Recently I posted on the fact that New York State Attorney General Elliott Spitzer had gone after Intermix, a public company alleged to be using spyware in their marketing efforts (Spyware, Downloads & the Law). Now, as many have thought, it seems that may be just the beginning. In an Associated Press (AP) article today (Will Spyware Be Spitzer’s Next Big Thing?) it seems Spitzer and his staff are determining when, and how, to be most effective…just like they have with mutual fund dealers and insurers. Maybe it’s just about getting everyone to agree what constitutes adware, spyware and malware? That would be a good thing!
bq. “We strongly support efforts to clean up spyware and rid the Internet of malicious software,” said Daniel Todd of 180 Solutions, a major adware company. “As a company that is providing free software and products to consumers, we think that working with technology experts, legal scholars, researchers and anti-spyware companies to establish such standards is a top priority.”
In the AP article it was noted:
bq. “Some repair shops blame spyware, particularly the subset of ad-delivery programs called adware, for more than half the trouble they’re seeing.” IT went on to say that one study found spyware on the computers of 80 percent of participants.”
Maybe Spitzer’s actions have a lot to do with his reported drive for the 2008 Presidential elections; address concerns of consumers, make the tough (for business) but popular (for consumers) decisions.

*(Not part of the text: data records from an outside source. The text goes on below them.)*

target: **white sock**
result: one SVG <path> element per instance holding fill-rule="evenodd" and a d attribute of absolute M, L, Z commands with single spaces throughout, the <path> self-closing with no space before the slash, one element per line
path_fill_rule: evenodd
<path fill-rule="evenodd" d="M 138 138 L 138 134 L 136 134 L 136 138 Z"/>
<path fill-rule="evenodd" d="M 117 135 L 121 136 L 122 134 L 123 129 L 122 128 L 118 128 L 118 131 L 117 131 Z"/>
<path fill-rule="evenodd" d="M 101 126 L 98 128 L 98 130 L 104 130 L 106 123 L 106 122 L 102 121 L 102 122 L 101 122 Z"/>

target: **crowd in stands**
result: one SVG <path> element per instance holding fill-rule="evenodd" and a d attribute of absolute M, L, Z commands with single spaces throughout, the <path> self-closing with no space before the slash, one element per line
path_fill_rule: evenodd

Still, it would be good for all legitimate marketers to have a standard set of definitions of what constitutes spyware. Many legitimate permission marketers use technologies that are not much different from what experts classify as spyware. Maybe it’s about how you use the technology.
What do you think? Is there a fine line between spyware and legitimate tracking of the activity of permission-based relationships? Where do you see this going?